Depuis quelques semaines, les médias en font des caisses sur le projet de loi relatif à l’immigration, allant même jusqu’à se poser la question d’une éventuelle crise politique. Tout cela n’est que de la mousse, et au final, on finira encore par un « tout ça pour ça… » car le texte va passer sans encombres et actera juste le recul politique de LR, qui sera le cocu de l’affaire. En mettant toutes ses billes sur ce texte, LR prend un gros risque politique, celui d’être finalement humilié.
Le sujet est hautement symbolique, notamment pour LR, dont c’est à peu près le seul totem sur lequel il est encore visible, et surtout, sur lequel il y a globalement un accord interne. Ce consensus vient tout simplement du fait que le parti s’est vidé de ses modérés, et qu’il ne reste plus que des durs, qui sont en train de faire du parti une antichambre du RN quand Marine Le Pen sera aux portes du pouvoir. D’où l’agitation fébrile, et la fixette sur l’article relatif à la régulation des sans-papiers travaillant dans les métiers en tension.
Le passage au Sénat va être surtout l’occasion de mesurer la perte de pouvoir du LR. En effet, le groupe centriste a marqué sa nette différence avec LR, en prenant une position sur laquelle le gouvernement peut se retrouver (un léger durcissement, mais pas de rupture). C’est l’occasion idéale, pour son président des centristes, Hervé Marseille, d’acter officiellement sa montée en puissance politique.
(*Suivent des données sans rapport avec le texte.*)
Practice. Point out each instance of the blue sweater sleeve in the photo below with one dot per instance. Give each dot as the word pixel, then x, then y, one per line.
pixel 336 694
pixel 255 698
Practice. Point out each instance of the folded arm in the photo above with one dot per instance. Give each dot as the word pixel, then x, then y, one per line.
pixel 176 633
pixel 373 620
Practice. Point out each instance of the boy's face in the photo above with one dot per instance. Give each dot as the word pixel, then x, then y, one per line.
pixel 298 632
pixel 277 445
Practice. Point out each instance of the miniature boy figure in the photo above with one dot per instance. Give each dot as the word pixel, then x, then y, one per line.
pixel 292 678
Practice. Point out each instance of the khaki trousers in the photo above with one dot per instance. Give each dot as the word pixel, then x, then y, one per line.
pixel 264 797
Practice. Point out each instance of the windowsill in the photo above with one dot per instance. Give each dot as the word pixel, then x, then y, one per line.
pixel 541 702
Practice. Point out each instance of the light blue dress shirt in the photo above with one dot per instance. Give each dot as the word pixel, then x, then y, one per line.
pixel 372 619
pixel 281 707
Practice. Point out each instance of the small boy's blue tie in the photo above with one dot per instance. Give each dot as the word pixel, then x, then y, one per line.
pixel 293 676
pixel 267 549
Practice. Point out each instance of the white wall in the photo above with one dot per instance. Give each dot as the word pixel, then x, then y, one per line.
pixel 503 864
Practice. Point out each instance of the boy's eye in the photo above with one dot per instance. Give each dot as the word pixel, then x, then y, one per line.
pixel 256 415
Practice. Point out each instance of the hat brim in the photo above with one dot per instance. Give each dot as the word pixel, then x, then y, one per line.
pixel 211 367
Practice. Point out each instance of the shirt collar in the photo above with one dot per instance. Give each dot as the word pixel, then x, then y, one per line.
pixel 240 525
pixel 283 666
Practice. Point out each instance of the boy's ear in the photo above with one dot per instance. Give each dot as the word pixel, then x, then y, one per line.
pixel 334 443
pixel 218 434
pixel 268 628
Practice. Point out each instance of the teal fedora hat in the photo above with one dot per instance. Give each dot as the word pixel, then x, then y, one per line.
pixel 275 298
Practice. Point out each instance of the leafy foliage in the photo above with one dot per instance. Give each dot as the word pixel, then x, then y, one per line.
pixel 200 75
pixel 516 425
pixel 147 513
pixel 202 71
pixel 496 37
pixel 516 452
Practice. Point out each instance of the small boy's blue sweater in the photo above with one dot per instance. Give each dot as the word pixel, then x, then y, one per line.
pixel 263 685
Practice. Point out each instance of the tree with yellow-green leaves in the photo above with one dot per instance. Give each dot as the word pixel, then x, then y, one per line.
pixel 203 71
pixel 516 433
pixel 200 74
Lors des débats, la gauche se ralliera sans trop de mal à une position qui certes, est encore trop dure pour elle, mais moins pire que celle dictée par LR. Et puis pourquoi se priver du plaisir de faire battre LR et d’humilier un peu son très droitier président de groupe ?
On aura donc, à la sortie du Sénat, un texte globalement acceptable pour le gouvernement et pour l’aile gauche de sa majorité à l’Assemblée, qui elle aussi, s’est beaucoup excitée sur le symbole de la régularisation des travailleurs des métiers en tension. Il suffira, à l’Assemblée, de convaincre à gauche (PS) et chez les modérés (LIOT), qu’il y a l’occasion de donner une belle claque à LR. Leur abstention suffit pour que ça passe. De toute manière, même si le texte qui sort de l’Assemblée est un peu baroque, la commission mixte paritaire se chargera de remettre tout cela d’aplomb. Le seul vrai souci, pour le gouvernement, c’est le vote sur les conclusions de la CMP à l’Assemblée, où à défaut de majorité, il faudrait dégainer le 49.3 . Ce serait alors médiatiquement gênant, mais pas problématique, les socialistes ayant d’ores et déjà annoncé qu’ils ne voteraient pas une éventuelle motion de censure LR déposée à cette occasion. Le gouvernement Borne ne tombera pas cette fois-ci.
Sur le fond, ce texte n’a aucune importance. Il y a une loi immigration en moyenne tous les deux ans, et le droit des étrangers est tellement bordélisé et mal foutu, qu’il fonctionne en autonomie. Le système est largement entre les mains des préfets, qui régularisent (ou pas), qui appliquent (ou pas) les décisions d’expulsion, en fonction de leur bon vouloir et des contingences pragmatiques. La France, qui est par ailleurs un pays d’immigration depuis au moins 150 ans, a besoin de ces travailleurs sans-papiers, pour faire le sale boulot que les « nationaux » ne veulent plus faire. Donc on ne les expulsera pas. Mais comme les patrons peuvent aussi avoir un coté « Thénardier », maintenir la pression sur l’éventuelle régularisation permet de moins bien les payer, et de la faire bosser dans des conditions pas forcément très dignes.
Le principal point noir pour les sans-papiers, ce n’est pas la loi en tant que telle, mais l’organisation des services préfectoraux chargés de traiter leurs dossiers. On aura donc, au pire, une loi encore un peu plus baroque que les précédentes, mais ça ne changera pas grand chose sur le terrain, en attendant la prochaine loi. Et tout va continuer comme avant, sans amélioration réelle pour les principaux concernés. En revanche, la classe politique (médias compris) se sera fait plaisir.
Tout cela est assez symptomatique, malheureusement, de ce qu’est devenu la vie politique : beaucoup de mousse autour des symboles, mais une prise assez limitée sur le réel.